This will be specially important when US president-elect Barak Obama takes over next month and Islamabad tries to push Kashmir onto his agenda. The Pakistani Army’s decision to move troops from the Afghan border to the frontier with India is a way of telling the incoming US administration that Kashmir cannot be put on the backburner as India and president Asif Ali Zardari would like to.

India, however, can use the election numbers effectively to prove that despite the claims of the separatists, the ordinary Kashmiri is concerned more about good governance than azadi. “We have a tremendous instrument at our disposal and if we use it effectively the gains will be enormous,” strategic affairs analyst Ajai Sahni said. “The question is how we use it.
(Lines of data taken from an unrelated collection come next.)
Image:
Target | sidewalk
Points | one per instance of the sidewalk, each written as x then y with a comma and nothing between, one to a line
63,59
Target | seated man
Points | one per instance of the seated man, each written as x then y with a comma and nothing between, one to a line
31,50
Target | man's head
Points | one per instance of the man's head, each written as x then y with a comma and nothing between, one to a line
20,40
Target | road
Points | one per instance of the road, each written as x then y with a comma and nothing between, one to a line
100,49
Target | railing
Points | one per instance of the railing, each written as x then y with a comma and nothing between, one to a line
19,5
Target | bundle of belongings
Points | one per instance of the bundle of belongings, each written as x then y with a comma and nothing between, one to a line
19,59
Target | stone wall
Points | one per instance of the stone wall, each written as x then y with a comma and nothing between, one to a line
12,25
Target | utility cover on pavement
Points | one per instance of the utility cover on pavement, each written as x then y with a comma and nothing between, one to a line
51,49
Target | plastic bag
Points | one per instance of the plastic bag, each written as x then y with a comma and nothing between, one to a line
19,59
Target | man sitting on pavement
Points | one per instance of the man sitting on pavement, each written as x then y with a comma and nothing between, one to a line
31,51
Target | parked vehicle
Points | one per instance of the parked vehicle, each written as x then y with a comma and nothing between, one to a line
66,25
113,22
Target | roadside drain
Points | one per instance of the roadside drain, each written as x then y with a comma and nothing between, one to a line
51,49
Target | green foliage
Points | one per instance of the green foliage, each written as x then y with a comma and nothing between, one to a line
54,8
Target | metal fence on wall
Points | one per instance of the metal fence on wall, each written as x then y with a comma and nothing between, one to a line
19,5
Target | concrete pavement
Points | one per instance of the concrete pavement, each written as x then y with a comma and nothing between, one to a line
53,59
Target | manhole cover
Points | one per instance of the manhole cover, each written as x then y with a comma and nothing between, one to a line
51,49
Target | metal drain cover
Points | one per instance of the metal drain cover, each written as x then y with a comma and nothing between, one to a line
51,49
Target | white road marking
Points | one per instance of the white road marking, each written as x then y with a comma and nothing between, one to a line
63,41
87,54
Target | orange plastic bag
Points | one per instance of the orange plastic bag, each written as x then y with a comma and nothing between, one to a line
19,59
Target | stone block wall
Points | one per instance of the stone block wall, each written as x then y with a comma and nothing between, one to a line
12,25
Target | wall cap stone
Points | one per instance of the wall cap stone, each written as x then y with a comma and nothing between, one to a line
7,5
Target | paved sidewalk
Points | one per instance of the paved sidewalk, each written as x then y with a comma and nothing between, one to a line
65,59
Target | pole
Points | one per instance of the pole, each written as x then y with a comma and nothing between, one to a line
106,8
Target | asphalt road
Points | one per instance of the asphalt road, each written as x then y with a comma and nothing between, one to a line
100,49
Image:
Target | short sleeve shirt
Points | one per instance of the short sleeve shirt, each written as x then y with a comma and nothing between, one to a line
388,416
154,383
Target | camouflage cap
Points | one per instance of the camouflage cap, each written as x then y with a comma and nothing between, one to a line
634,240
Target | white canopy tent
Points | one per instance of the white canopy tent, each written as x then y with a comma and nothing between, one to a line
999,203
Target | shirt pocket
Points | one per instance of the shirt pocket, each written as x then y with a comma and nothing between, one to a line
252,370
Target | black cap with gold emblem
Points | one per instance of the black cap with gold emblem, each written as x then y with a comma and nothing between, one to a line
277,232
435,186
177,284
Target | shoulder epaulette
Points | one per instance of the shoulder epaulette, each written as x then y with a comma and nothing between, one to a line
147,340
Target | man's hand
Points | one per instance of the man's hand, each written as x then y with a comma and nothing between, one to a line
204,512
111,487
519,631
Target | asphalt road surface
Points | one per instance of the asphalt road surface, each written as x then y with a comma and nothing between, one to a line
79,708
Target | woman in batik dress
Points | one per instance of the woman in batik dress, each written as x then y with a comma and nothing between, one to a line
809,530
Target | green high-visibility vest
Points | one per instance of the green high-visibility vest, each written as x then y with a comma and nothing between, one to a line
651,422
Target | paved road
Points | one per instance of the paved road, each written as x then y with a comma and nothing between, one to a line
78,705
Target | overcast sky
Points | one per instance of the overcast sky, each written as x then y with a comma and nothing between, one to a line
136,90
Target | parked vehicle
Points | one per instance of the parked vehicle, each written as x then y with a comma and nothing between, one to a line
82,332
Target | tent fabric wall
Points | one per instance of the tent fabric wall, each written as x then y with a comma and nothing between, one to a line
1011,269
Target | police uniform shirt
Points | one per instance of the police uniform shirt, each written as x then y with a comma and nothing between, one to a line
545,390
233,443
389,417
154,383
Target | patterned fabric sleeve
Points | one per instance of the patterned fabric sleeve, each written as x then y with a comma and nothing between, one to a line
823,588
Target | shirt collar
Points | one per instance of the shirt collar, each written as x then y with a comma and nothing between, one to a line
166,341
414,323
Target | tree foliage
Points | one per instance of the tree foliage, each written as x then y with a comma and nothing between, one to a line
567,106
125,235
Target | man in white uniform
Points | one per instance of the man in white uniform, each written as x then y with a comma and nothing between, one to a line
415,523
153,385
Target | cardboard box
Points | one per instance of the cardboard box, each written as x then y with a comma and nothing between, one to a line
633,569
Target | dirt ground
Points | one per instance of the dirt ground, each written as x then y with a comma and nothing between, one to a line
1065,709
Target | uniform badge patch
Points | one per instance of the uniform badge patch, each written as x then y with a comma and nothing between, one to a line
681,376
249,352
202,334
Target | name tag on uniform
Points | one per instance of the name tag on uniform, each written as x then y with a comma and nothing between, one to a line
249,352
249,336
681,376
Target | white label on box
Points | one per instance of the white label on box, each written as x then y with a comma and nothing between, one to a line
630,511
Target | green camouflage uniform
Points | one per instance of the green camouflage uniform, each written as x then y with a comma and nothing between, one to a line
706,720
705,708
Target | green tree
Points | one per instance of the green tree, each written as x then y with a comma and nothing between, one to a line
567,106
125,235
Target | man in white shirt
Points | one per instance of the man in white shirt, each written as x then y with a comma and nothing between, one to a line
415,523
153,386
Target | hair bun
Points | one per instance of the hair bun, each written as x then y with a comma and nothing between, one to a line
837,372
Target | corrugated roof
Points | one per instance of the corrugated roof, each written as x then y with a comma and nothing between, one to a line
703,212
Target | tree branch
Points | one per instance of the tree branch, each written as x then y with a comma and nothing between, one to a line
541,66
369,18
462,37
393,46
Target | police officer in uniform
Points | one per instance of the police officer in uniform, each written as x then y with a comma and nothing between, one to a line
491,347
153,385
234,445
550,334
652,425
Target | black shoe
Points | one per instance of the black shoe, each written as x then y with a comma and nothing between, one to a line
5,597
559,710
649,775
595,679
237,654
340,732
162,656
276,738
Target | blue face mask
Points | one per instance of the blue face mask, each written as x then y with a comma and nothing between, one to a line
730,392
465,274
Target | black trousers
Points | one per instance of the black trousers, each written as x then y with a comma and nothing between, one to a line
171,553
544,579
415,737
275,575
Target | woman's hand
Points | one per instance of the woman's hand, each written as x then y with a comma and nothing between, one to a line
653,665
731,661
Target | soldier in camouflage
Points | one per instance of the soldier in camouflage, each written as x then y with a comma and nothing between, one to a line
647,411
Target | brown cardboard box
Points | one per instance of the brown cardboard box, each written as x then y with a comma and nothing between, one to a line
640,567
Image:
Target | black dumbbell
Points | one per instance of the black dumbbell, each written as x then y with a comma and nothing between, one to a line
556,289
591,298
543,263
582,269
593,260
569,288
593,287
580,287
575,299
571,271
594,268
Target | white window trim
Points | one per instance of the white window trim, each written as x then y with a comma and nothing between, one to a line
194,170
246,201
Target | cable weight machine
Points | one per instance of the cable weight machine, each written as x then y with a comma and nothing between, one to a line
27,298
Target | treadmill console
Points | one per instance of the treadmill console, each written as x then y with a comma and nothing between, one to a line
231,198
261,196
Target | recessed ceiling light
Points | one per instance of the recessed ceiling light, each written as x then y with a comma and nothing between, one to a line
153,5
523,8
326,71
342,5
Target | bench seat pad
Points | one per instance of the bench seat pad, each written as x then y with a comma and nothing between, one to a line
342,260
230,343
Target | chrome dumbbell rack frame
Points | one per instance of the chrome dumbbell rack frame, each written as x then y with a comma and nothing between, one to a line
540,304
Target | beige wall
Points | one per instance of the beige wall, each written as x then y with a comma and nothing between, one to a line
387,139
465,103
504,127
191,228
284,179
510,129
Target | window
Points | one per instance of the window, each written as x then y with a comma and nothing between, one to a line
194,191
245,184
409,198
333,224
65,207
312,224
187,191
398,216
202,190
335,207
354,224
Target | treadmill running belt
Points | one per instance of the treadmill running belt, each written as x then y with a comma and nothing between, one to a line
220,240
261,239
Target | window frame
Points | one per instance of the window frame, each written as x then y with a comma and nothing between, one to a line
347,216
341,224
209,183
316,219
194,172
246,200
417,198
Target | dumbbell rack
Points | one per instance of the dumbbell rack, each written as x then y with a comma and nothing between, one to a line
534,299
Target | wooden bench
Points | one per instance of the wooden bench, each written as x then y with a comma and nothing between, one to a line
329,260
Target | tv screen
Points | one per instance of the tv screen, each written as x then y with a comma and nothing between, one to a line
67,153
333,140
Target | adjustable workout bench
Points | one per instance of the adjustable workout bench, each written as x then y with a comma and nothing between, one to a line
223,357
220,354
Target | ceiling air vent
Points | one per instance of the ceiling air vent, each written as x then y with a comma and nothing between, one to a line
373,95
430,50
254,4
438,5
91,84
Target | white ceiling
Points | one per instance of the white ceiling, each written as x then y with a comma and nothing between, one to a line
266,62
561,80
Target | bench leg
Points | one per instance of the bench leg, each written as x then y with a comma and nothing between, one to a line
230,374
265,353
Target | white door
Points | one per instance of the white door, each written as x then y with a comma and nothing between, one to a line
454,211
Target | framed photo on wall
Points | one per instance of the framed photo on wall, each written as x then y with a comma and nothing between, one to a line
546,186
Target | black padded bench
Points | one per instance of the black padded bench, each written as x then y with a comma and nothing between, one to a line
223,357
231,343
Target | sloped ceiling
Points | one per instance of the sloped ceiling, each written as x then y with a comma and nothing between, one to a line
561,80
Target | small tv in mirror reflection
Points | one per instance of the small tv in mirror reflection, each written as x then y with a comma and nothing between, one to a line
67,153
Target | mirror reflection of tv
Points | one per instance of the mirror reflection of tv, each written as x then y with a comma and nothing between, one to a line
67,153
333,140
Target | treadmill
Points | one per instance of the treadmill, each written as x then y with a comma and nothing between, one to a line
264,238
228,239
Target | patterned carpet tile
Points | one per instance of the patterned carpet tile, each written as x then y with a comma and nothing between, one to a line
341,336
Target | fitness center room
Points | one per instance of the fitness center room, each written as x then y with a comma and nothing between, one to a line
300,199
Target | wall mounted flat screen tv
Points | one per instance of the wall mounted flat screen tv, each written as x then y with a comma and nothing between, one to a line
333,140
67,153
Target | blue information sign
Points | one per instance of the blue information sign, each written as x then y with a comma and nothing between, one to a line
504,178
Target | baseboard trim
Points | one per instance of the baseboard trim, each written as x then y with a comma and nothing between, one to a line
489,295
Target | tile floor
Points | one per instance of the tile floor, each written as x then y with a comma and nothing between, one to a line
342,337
India has always been defensive on Kashmir when we have no need to be so.”  

Sahni said India should use the positive outcome of the election “constantly and aggressively” by juxtaposing it against Pakistan’s own dismal record. “Democracy in Kashmir is much more real and transparent than in any part of Pakistan, where elected governments are not in control and the army continues to call the shots even when a military dictator is no longer in control,” Sahni said.

Analysts warn, however, that it would be a mistake to get carried away by the euphoria of the election. That people have come out and voted in large numbers does not mean the dreams of azadi have vanished. But the elections do give the Centre a great opportunity to begin a dialogue with the Kashmiris.

The fact remains that the elections were largely violence-free because Pakistan under Pervez Musharraf had turned off the terrorist tap. Pakistan had started feeling that its involvement in Kashmir was not paying the dividends it had expected. Moreover, the international community was focused on Kashmir and realised that most of the terrorist attacks could be traced back to groups supported by and based in Pakistan. That is when Musharraf decided to look for out-of-the-box solutions. The back-channel diplomacy progressed well, but prime minister Manmohan Singh did not believe it was politically feasible at the time to seize the opportunity. The election result may give New Delhi the chance to look at it afresh.